YUKOTERRE RESOURCES INC. (“
Yukoterre”) (CSE:YT),
is pleased to announce that further to the press release dated
August 25, 2020 announcing the amalgamation agreement entered into
with FlyOverture Equity Inc., operating as Silo Wellness
(“
Silo”), and 1261466 BC Ltd. (“
Yukoterre
Subco”), a wholly-owned subsidiary of Yukoterre (the
“
Amalgamation Agreement”), Yukoterre and Silo have
entered into an amendment to the Amalgamation Agreement (the
“
Amending Agreement”) to, among other things,
amend certain deadlines and dates in the Amalgamation Agreement.
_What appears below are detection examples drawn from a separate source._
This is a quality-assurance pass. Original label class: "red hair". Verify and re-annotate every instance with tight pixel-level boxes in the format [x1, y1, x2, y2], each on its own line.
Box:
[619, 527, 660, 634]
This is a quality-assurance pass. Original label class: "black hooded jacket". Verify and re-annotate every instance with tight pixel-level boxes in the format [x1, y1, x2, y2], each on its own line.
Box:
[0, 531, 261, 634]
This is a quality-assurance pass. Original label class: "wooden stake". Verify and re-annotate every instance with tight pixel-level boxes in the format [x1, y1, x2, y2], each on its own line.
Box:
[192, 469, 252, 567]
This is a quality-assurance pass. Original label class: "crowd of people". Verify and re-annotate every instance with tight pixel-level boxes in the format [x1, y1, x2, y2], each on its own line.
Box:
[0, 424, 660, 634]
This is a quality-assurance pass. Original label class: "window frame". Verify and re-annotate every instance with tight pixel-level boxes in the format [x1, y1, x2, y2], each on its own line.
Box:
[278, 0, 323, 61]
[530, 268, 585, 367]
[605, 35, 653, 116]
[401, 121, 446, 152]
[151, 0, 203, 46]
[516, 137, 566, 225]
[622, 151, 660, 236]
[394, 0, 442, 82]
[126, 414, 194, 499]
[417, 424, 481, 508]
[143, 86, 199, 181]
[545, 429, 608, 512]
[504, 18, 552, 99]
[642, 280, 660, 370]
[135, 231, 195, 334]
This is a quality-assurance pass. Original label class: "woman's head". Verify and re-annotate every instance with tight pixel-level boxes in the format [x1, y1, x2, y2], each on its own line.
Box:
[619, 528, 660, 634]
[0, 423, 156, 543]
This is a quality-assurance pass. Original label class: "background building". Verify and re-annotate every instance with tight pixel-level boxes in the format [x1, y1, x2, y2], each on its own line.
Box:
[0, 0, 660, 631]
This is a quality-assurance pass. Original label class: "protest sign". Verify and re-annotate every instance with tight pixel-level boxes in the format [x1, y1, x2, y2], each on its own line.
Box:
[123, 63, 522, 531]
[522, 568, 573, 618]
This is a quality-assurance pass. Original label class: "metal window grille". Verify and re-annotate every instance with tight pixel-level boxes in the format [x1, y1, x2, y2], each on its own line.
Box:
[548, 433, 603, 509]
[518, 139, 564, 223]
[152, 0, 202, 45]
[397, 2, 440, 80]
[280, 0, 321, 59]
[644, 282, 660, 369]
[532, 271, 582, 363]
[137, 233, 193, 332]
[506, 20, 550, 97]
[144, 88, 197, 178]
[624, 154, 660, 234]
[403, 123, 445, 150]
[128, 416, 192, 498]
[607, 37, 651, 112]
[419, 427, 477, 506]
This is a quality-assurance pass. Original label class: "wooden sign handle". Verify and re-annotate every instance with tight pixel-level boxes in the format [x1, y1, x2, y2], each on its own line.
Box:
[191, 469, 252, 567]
Completion of the transactions contemplated in the Amalgamation
Agreement will result in the reverse takeover of Yukoterre by Silo
(the “
Proposed Transaction”).
In connection with the Proposed Transaction,
Silo plans to complete a “best-efforts” brokered private placement
of subscription receipts of Silo (the “Subscription
Receipts”) with a syndicate of agents led by Canaccord
Genuity Corp. (the “Lead Agent”) and including
Gravitas Securities Inc. (together with the Lead Agent, the
“Agents”) to raise up to $2.5 million, with an
option for the Agents to raise up to an additional $0.5 million
(the “Concurrent Financing”). The gross proceeds
of the Concurrent Financing, less 50% of the Agents’ cash
commission and the corporate finance fee (as both are described
below) as well as certain expenses of the Agents, will be deposited
in escrow on the closing date of the Concurrent Financing until the
satisfaction of certain release conditions, including that all
conditions precedent to the Proposed Transaction have been
satisfied or waived, other than the release of the escrowed funds
(the “Release Conditions”).
Upon the satisfaction of the Release Conditions,
each Subscription Receipt will convert into one unit of Silo (“a
“Silo Unit”), which will consist of one common
share in the capital of Silo (a “Silo Share”) and
one half of one common share purchase warrant in the capital of
Silo (each whole warrant, a “Silo Warrant”),
without payment of any additional consideration or further action
on the part of the holder thereof. Each Silo Warrant will be
exercisable to acquire one Silo Share at a price of $0.33, until
the date that is 24 months following the date of satisfaction
and/or waiver of the Release Conditions. At the effective time of
the Proposed Transaction, each Silo Share will be exchanged for one
common share of the issuer resulting from the completion of the
Proposed Transaction (the “Resulting Issuer”) and
each Silo Warrant will be exchanged for one common share purchase
warrant of the Resulting Issuer.
In consideration for the services to be rendered
by the Agents in connection with the Concurrent Financing, the
Agents will be entitled to receive (i) a cash commission equal to
8.0% of the aggregate gross proceeds of the Concurrent Financing
and (ii) compensation warrants (the “Compensation
Warrants”) exercisable to acquire such number of Silo
Units as is equal to 8.0% of the number of Subscription Receipts
issued as part of the Concurrent Financing. Each Compensation
Warrant will be exercisable to acquire one Silo Unit for a period
of 24 months following the date of satisfaction and/or waiver of
the Release Conditions. In connection with the closing of the
Proposed Transaction, the Compensation Warrants will be exchanged
for substantially similar securities of the Resulting Issuer. In
addition, the Lead Agent will receive a corporate finance fee equal
to that number of Subscription Receipts which is equal to 5.0% of
the aggregate number of Subscription Receipts issued pursuant to
the Concurrent Financing.
Further Information
A copy of the Amending Agreement may be obtained
at www.SEDAR.com under Yukoterre’s corporate profile.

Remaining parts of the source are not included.